No me importó caminar unos veinte minutos hasta el yacimiento, sin embargo al llegar allí mi sorpresa fue que éste se encontraba cerrado. Tanto los horarios de la Lonely como los que me habían dicho los guías eran incorrectos. Conversé con los seguratas y les mostré mi indignación por la poca información, ellos, viendo que podían sacar beneficio de aquello, me dijeron que podía entrar a mitad de precio. Yo no tenía suelto (o sencillo), así que al final entré gratis. Comencé la ruta siguiendo las flechas del camino acompañada por un perro punky. Aquello era un auténtico desierto, todo tierra, con algún tímido matorral y el cielo anaranjado del atardecer. Entré en unas excavaciones abiertas y cuando salí por otra entrada descubrí un cartel: "Prohibido el paso", ups, menos mal que nadie me vió.
La Huaca Larga era la más grande que yo había visto hasta el momento, dudé si debería subir estando sola, entonces me acerqué y descubrí que habían construído unas escaleras para hacer más fácil la ascención. Subí tranquilamente parando a cada momento para contemplar el paisaje: seco por aquí, verde por acá y montañoso por allá.

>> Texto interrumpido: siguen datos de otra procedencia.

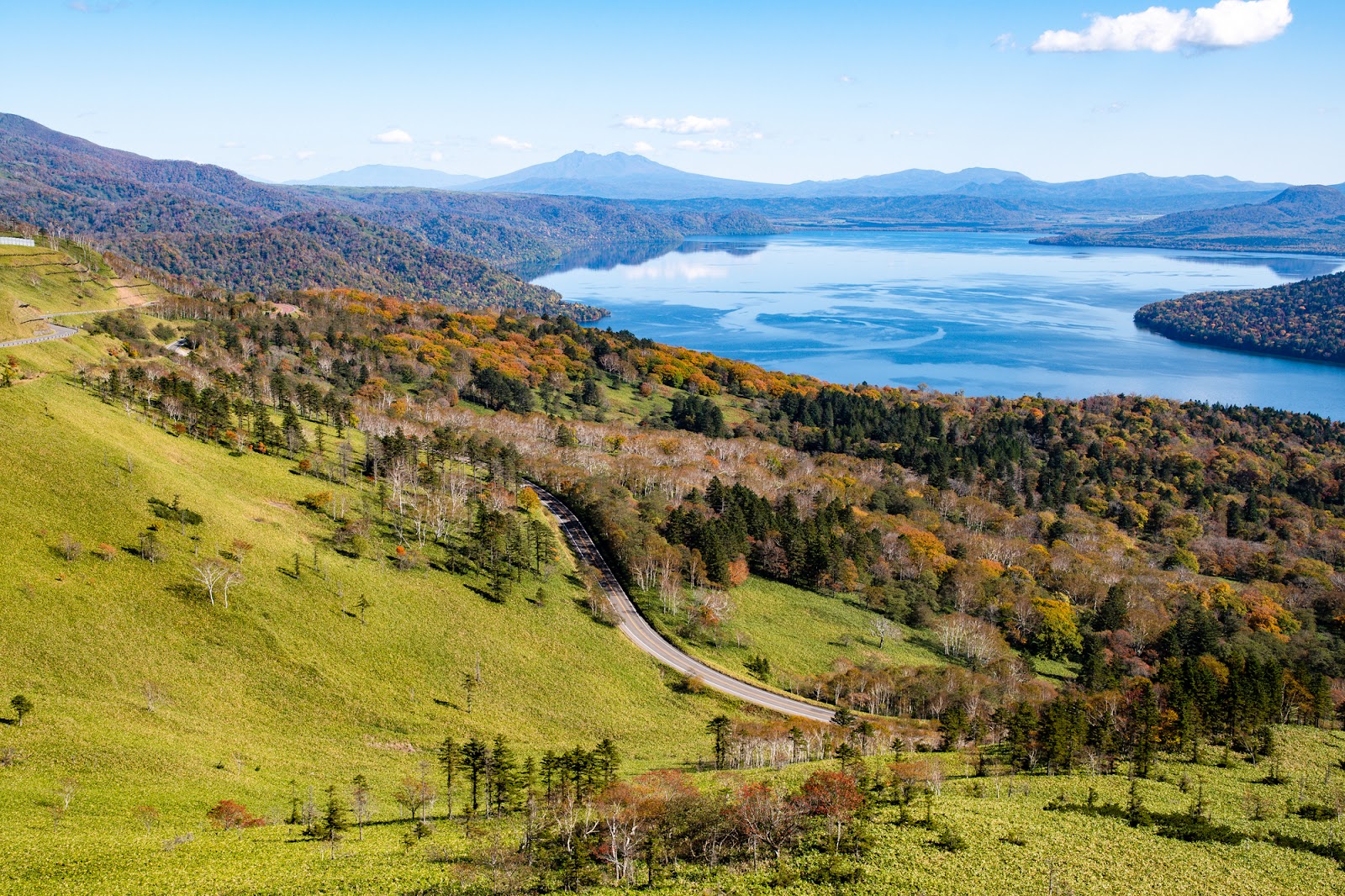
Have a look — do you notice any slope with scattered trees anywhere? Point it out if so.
[1135,273,1345,363]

El color naranja lo invadía todo y me recordaba imágenes de la sabana africana, del desierto norteamericano: muy bello. En lo alto de la huaca me senté mirando al horizonte, dejé sencillamante correr el tiempo, sin pensar en nada, sólo estando allí tranquila.

A mi vuelta al centro de visitantes descubrí unos altos columpios, así que me entretuve balanceándome como una pequeña hasta que los zancudos me echaron de allí. Salí y Christie me esperaba con Alonso. Volvimos a Chiclayo, durante el trayecto yo les contaba mis aventuras como si de una niña vuelta de una excursión se tratase. Ya de vuelta en la ciudad fuimos al mercado central, donde comprobé que las maletas y mochilas eran más caras aquí que en España (como pasa también con ropa, zapatos o incluso con el desodorante). Decidí no comprar nada pero ya que estábamos allí degustamos una bebida llamada "champú" y unos dulces parecido a los picarones. Algo difícil para mí describirlo porque no se parecía a algo que hubiese comido antes, pero estaba bueno.

El día había sido muy largo, con aventuras y desventuras. Tenía ganas de volver a casa y relajarme. Lo haría pero antes tenía un último reto. Tras dejar a Alonso en su casa fui yo quien condujo. No fue tan grave como yo pensaba debido a que consistió en un pequeño trayecto. En Perú no se puede conducir con mentalidad europea, en Chiclayo no existen los semáforos, ceda el paso o stop (o hay tan pocos que ni los vi). Debes meter el morro del coche y colarte como puedas, algo que acabaría con mi pacencia si tuviese que hacerlo todo los días pero que al tratarse sólo de unos minutos me resultó divertido. Ya había conducido en Perú, tras esto podía dormir tranquila.